Photographie : La lune est une crêpe

L’exposition « Tsukimi/Moon Show » montre des approches très différentes de la photographie et de son usage, qui peut affecter notre vision du monde.

Si on ne le sait pas, l’illusion est totalement parfaite : les « Alternative Moons » fabriquées par les artistes Robert Pufleb et Nadine Schlieper n’ont pas été capturées par télescope, mais photographiées dans leur atelier et puis probablement mangées. Car les surfaces rocheuses qui apparaissent sur les photos ne sont pas des exoplanètes de l’autre bout de la galaxie, mais des crêpes. Étalées sur une forme ronde et photographiées d’en haut, elles ressemblent à s’y méprendre à des planètes hostiles et froides, alors qu’en réalité elles sont plutôt chaudes et appétissantes.

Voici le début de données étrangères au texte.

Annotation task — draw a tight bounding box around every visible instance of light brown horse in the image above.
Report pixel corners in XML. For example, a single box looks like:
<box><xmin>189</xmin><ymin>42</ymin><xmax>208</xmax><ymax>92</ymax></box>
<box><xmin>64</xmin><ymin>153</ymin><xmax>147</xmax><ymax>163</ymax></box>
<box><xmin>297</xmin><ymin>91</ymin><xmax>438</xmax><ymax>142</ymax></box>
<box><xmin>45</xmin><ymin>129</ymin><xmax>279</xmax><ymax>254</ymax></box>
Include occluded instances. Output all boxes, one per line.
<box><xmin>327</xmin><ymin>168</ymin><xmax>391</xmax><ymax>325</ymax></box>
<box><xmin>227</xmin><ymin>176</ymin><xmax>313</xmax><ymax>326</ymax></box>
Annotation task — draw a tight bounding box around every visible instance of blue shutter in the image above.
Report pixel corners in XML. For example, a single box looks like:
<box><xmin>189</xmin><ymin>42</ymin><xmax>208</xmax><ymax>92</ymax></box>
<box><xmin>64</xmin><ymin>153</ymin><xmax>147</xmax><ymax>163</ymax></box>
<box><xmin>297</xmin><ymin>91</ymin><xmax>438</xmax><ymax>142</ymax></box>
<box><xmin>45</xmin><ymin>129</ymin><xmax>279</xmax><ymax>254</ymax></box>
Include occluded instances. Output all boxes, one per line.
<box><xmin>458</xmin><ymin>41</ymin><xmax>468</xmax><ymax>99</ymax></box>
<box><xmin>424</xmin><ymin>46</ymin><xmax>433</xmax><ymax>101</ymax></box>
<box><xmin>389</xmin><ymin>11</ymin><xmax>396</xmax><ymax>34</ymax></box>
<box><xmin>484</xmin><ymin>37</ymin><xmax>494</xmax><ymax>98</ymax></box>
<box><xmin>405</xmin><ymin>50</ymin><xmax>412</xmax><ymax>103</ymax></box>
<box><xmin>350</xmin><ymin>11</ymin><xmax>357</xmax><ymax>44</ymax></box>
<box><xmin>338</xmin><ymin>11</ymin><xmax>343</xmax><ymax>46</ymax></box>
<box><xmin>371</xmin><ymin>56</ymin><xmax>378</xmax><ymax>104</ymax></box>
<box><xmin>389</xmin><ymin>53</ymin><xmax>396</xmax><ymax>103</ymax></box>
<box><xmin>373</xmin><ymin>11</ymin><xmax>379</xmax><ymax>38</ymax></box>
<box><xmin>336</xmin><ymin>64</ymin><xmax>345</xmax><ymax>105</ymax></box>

Ce petit exercice aussi artistique qu’humoristique prend encore une dimension plus politique en considérant le titre « Alternative Moons », lequel fait allusion aux « alternative facts », un terme forgé par la fulgurante conseillère de Donald Trump Kellyanne Conway, dans une interview où elle était mise à mal pour des sornettes que son patron prétendait être vraies. Bref, c’était une période où les mensonges du président américain avaient encore quelque chose de drôle.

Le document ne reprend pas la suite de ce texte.